“Like Philip, as Professor Mapps said.”
“It took him two years to find a suitable spot for the building,” said the doctor.
“I don’t think he could have found a worse one,” laughed Murray.
“But he found just the one he wanted; and he did not select it to suit you and me. Look off at those mountains on the north,—the Guadarramas. They tower above Philip’s mausoleum, but they do not belittle it. The region is rough but grand: it is desolate; but that makes it more solemn and impressive. It is a monastery and a tomb that he built, not a pleasure-house.”
“But he made a royal residence of it,” suggested Murray.
“For the same reason that his father chose to end his days in a monastery. Philip would be a wild fanatic in our day; but he is to be judged by his own time. He was really a king and a monk, as much one as the other. When we go into the room where he died, and where he spent the last days of his life, and recall some of his history there, we shall understand him better. I don’t admire his character, but I am disposed to do justice to him.”
The party entered the church, called in Spanish templo: it is three hundred and twenty feet long, and it is the same to the top of the cupola.

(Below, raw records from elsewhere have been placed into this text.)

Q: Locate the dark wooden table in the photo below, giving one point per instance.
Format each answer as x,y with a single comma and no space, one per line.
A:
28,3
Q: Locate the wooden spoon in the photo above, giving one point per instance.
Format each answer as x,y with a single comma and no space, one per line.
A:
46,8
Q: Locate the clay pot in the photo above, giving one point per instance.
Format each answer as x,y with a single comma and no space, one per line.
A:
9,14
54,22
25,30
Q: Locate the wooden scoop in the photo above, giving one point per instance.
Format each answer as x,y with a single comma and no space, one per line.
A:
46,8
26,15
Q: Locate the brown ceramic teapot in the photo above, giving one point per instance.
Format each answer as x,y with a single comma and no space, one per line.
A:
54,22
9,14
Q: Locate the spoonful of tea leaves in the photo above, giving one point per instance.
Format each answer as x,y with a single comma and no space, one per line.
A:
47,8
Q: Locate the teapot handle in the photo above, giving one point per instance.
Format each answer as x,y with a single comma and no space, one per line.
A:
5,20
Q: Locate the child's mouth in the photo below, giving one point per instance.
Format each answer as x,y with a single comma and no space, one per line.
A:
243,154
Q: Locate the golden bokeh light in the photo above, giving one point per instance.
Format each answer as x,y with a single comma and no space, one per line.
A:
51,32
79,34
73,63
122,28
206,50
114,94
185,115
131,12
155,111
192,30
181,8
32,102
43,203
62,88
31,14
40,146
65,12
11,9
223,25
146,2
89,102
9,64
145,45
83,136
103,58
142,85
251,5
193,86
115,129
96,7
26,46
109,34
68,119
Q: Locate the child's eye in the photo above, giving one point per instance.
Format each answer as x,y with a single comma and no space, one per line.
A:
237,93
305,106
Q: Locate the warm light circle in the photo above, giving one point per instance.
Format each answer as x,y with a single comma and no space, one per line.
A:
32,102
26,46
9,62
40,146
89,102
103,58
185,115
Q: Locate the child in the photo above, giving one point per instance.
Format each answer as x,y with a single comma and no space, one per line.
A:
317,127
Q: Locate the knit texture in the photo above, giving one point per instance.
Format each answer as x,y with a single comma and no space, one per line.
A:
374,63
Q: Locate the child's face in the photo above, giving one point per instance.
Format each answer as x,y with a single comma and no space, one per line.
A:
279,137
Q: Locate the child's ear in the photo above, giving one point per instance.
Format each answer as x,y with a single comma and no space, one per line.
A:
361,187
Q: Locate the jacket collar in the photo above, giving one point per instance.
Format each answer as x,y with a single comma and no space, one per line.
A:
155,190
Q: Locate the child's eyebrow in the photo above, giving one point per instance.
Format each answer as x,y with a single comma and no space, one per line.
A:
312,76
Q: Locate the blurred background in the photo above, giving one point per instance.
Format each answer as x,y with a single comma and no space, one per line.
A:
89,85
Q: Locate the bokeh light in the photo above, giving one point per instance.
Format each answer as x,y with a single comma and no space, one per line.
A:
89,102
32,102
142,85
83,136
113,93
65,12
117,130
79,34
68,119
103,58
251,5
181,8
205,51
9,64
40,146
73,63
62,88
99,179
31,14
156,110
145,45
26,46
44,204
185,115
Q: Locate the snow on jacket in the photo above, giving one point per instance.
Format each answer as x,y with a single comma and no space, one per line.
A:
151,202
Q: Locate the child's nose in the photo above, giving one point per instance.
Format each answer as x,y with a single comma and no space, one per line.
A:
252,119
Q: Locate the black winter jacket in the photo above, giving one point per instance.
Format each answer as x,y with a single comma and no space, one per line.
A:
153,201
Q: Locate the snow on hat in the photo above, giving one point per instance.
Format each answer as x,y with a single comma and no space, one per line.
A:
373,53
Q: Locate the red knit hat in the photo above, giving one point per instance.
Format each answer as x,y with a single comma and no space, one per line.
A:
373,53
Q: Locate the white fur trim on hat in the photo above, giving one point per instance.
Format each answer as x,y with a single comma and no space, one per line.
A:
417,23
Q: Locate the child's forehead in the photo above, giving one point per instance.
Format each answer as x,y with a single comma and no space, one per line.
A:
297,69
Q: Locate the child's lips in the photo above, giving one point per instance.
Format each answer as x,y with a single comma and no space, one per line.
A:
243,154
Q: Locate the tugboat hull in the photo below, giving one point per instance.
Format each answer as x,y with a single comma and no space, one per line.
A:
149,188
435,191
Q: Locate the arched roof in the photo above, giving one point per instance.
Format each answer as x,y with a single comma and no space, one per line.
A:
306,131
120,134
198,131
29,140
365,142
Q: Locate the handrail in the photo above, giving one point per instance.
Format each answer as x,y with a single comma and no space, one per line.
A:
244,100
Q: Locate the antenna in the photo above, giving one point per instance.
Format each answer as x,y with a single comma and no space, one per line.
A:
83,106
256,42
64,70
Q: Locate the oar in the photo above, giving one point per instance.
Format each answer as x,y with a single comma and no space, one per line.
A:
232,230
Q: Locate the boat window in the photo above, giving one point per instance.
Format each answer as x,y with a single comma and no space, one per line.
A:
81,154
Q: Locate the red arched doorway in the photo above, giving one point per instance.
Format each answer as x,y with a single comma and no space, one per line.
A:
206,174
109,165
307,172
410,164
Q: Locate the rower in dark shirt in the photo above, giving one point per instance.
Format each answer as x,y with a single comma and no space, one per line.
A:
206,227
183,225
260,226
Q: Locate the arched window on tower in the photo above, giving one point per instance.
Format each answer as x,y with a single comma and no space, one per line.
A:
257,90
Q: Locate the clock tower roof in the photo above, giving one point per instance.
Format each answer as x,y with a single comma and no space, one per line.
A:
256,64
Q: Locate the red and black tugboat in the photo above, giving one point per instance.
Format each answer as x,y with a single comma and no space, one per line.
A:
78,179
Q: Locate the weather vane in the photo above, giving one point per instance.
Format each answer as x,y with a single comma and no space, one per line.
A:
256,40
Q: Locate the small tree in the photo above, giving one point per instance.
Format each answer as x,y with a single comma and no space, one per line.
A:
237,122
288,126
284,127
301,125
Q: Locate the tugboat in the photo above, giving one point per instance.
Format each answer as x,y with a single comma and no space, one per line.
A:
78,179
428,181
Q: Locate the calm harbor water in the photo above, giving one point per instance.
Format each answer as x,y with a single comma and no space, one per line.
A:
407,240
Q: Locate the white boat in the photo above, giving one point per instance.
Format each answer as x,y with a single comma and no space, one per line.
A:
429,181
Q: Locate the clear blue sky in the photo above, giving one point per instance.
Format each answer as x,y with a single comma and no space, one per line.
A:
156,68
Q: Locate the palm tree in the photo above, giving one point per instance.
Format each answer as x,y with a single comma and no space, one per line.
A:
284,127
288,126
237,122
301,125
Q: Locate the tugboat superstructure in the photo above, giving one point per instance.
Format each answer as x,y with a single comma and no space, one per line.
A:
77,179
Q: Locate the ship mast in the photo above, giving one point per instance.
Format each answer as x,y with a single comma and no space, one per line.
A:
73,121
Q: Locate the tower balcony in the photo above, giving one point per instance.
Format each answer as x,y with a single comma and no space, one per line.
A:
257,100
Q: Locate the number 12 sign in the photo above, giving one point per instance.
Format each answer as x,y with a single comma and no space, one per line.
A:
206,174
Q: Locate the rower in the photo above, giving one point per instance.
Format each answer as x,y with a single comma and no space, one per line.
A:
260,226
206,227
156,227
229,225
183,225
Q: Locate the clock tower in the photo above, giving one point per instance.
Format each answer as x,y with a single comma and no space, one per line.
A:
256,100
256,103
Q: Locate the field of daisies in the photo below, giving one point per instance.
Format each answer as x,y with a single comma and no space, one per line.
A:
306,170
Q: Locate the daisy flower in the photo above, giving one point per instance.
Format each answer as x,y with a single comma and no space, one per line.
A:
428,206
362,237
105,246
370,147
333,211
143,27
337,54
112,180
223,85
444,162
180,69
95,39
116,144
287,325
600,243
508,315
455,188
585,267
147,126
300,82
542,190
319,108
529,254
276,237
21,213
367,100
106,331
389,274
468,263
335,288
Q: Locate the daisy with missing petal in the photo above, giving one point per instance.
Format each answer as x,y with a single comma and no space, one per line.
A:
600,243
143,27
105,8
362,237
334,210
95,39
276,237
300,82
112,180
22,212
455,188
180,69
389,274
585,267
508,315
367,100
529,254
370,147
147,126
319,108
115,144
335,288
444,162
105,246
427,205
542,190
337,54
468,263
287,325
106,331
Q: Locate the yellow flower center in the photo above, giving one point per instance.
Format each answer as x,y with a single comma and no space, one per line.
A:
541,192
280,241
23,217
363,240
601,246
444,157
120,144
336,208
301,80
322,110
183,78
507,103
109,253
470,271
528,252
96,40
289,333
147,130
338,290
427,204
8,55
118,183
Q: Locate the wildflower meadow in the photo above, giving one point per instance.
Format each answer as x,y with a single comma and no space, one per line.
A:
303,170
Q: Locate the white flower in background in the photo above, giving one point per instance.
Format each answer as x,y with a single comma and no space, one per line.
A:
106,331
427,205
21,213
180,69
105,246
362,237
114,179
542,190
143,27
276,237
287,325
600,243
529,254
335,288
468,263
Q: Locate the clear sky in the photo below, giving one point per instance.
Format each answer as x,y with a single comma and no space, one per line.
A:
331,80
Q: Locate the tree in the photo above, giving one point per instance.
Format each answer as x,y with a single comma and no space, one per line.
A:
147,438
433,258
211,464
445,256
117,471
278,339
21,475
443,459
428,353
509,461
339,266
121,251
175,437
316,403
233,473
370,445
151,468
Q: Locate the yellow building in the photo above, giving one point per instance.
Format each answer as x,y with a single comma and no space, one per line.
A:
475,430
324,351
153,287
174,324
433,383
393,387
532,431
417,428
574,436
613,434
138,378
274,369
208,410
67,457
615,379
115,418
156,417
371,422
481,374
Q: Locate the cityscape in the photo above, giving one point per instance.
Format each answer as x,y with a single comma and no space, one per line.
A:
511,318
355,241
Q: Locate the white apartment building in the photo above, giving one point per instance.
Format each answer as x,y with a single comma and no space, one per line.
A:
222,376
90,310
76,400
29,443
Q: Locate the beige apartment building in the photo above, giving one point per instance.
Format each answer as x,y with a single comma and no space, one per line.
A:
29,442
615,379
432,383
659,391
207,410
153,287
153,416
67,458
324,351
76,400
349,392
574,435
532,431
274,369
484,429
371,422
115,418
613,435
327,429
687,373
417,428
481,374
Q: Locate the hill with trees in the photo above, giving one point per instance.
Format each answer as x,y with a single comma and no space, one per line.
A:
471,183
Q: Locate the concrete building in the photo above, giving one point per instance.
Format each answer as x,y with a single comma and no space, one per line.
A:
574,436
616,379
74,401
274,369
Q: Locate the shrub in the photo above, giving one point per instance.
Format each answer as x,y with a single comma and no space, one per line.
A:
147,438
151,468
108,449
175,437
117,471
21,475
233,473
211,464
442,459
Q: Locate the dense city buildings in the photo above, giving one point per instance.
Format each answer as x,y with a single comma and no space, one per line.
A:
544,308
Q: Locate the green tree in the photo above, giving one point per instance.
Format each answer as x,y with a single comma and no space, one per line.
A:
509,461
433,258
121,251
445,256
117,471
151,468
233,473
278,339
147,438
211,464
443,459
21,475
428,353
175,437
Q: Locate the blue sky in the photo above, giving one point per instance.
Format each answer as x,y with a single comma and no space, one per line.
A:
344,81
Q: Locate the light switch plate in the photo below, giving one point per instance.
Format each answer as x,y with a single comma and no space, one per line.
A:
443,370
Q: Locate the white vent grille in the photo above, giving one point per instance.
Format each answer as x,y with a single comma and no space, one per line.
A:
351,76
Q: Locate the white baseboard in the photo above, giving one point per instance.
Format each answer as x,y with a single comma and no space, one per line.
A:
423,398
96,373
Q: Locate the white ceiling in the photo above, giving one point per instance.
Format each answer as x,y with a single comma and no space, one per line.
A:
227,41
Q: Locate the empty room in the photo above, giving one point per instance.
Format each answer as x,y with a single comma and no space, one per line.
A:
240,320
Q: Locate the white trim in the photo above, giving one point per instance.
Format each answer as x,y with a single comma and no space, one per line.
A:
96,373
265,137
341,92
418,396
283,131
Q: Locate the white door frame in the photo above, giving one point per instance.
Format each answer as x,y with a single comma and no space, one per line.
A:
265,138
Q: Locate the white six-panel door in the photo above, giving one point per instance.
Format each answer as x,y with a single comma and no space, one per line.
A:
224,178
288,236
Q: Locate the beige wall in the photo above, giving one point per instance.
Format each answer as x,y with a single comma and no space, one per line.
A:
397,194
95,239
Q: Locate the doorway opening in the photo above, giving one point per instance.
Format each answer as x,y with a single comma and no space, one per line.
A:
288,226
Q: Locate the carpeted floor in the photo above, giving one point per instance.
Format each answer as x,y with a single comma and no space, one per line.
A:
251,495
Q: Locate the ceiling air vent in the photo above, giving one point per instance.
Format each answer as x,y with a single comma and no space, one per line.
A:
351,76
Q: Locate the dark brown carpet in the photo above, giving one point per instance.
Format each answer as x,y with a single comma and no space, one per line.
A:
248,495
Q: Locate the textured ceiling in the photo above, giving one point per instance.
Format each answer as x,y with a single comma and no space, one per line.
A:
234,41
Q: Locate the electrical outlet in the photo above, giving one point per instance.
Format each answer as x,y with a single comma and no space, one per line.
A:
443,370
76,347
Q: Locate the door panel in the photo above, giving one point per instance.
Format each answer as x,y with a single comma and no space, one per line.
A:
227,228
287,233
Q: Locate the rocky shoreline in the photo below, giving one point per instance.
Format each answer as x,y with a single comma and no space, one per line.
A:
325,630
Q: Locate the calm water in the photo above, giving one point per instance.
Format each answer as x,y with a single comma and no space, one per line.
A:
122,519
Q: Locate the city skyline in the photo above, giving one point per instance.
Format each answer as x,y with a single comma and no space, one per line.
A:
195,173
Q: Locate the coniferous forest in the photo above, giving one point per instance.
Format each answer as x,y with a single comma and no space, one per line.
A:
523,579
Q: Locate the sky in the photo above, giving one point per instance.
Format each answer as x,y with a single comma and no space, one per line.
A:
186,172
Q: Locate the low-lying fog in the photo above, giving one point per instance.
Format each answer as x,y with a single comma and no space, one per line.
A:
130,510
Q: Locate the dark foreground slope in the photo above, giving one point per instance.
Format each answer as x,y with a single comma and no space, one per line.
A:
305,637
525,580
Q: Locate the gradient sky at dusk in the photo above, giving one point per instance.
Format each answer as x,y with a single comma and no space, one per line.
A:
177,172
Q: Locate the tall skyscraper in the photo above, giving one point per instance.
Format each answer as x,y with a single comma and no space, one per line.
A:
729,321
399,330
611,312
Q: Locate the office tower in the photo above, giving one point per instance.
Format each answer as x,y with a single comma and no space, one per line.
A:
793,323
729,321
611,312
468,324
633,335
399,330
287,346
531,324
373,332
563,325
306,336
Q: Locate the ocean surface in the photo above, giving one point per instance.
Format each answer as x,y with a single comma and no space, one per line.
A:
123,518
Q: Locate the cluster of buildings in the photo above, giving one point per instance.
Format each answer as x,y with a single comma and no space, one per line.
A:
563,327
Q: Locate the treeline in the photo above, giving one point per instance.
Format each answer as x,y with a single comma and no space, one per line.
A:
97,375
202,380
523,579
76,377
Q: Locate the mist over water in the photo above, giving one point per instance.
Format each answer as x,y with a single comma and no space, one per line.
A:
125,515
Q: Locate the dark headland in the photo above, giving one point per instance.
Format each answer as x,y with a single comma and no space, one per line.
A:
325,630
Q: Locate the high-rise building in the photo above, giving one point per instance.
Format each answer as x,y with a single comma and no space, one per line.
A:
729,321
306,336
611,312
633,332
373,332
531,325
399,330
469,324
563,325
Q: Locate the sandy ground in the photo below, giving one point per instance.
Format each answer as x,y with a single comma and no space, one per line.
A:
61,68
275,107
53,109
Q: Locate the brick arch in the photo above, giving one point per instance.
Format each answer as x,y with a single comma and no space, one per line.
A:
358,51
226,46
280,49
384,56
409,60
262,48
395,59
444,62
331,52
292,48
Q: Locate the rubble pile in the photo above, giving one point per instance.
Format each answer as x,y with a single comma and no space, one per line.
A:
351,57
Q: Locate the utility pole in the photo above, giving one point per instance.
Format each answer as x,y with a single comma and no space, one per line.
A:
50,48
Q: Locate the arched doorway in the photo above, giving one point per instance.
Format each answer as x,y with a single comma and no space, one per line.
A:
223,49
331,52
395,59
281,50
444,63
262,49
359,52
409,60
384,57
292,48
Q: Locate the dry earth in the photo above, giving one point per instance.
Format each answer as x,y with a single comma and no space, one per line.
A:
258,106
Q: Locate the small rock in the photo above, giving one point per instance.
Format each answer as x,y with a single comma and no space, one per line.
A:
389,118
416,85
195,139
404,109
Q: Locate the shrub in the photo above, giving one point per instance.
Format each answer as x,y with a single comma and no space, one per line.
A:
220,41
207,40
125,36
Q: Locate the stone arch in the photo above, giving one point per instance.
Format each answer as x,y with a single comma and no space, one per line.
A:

“The interior is so well proportioned that you do not get an adequate idea of the size of it,” said the doctor. “Consider that you could put almost any church in our own country into this one, and have plenty of room for its spire under that dome. It is severely plain; but I think it is grand and impressive. The high altar, which I believe the professor did not make as large as it really is, is very rich in marbles and precious stones, and cost about two hundred thousand dollars.”
“That’s enough to build twenty comfortable country churches at home,” added Murray. “And this whole building cost money enough to build fifteen thousand handsome churches in any country. Of course there are plenty of beggars in Spain.”